Are any of the previous execs part of your new set-up?

No, completely new team running the business.

Why take on Mango instead of, say, creating a brand from scratch?

Interesting question. Norfee was setup to develop a range of urban bikes which we were getting very close to signing off. Mango going into administration offered an opportunity to acquire an established brand already doing well within this market. The business went under due to something which happened in the background not product quality or defects.

There is obviously some work to do to re-establish the brand, build consumer confidence and trust but the foundations are all there; good quality products, strong social community and established web domain.

What are your plans for the brand?

Business plans are what banks and accountants like, but they tend to last for about a week before something has to be changed, sales go above or below forecasts and the whole thing needs rewritten. Quite simply, our mission is to do one thing really – Urban Bikes.

This isn’t a brand which is about aerodynamics, stiffness, aggressive geometries or electronic shifting. It is about bikes for commuting, students, going out to meet friends for a coffee, cycling with the kids along a tow path or getting to and from the pub.

Mango bikes should be smile makers – from purchase through building to delivery and the first ride.

Always consumer direct, or any sales to bike shops?

Within the UK and Ireland Mango will primarily remain a direct to consumer model. We do, however, value the importance of a healthy high-street bike retail network and are interested in setting up a network of vetted and approved bike shops across the UK who can act as assemblers and click & collect locations.

Mango gets the assurance of the bikes being built to the highest standards whilst the shops will get a build fee, customers through the door who they can sell P&A to and hopefully engage for future business.

According to co-founder Ben Harrison one of the reasons for Mango’s collapse was the softening of Sterling thanks to Brexit. How will you be tackling the same factor?

Exchange rates were one of a number of factors which, added together, meant the decision was taken to put Mango Bikes Ltd into administration. Keeping a close eye on the bottom and top line of the business, offering a range of exciting urban bikes and developing the best customer experience will give us the best chance of sustainable success.

Who’ll be running Mango day-to-day?

I’ll be taking on the role of managing director in the business, with a few key hires coming on board soon. The business is moving to Northern Ireland and will be located in Larne.
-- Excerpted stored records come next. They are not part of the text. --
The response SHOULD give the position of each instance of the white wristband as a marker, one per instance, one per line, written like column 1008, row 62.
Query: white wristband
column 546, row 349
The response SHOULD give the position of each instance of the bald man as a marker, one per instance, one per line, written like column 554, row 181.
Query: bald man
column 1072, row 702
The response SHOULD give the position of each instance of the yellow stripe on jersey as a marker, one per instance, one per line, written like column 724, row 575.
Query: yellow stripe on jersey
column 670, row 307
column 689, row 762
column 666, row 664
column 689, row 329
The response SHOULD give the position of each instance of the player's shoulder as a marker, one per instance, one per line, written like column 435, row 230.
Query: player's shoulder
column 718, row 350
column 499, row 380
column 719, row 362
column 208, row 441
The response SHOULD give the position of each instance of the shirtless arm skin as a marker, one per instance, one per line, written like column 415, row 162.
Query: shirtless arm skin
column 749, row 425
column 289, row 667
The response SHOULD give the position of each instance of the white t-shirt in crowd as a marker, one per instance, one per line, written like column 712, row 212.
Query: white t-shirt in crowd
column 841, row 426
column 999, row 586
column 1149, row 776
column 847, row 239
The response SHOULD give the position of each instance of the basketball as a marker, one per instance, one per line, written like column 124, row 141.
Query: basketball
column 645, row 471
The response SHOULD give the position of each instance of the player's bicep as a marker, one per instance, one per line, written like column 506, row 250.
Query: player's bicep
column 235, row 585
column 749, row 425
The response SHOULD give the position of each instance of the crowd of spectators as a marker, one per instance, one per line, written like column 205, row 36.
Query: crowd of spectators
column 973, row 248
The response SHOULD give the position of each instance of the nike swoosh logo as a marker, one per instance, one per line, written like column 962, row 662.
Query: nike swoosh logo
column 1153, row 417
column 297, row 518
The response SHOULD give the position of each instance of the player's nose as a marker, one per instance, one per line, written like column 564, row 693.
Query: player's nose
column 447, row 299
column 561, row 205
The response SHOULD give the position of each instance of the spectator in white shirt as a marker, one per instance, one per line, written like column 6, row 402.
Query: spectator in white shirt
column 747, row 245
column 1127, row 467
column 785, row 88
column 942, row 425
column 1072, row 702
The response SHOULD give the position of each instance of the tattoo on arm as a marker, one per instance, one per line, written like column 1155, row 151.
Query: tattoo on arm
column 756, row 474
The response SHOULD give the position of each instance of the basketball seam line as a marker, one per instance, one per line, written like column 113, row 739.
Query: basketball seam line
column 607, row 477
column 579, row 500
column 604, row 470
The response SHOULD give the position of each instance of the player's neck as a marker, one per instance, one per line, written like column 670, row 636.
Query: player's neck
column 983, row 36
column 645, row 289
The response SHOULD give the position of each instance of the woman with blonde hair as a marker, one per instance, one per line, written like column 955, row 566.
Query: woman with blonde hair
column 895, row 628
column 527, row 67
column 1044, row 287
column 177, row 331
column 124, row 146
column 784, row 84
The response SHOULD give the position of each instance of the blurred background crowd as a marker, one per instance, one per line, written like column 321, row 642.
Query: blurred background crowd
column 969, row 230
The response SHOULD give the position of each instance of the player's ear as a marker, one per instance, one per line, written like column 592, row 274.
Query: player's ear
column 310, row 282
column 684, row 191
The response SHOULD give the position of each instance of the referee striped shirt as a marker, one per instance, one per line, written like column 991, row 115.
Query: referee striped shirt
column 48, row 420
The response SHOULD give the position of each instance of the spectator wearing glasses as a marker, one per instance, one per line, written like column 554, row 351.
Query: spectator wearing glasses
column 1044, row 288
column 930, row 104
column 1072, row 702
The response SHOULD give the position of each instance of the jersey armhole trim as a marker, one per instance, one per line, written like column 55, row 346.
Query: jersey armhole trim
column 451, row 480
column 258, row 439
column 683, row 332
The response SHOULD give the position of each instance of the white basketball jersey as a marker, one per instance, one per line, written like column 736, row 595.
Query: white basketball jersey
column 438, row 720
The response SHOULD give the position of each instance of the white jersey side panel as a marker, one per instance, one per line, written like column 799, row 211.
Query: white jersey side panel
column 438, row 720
Chain Reaction Cycles had their base not far away for the last 25 years and one of the legacies of their success means there is a strong skill base available locally.

Whilst our intentions and targets are nowhere near the scale they got to, we should be able to offer some former CRC staff continued employment in the bike industry.

When will you be operational, with bikes in stock?

Bar any major issues or complications, Mango’s great offering should be back on the market early in 2018. We’ve already started reviewing the current range with some models likely to exit and make way for some exciting new urban bikes later in the year. However, we’ll always listen to our customers and base our decisions around them.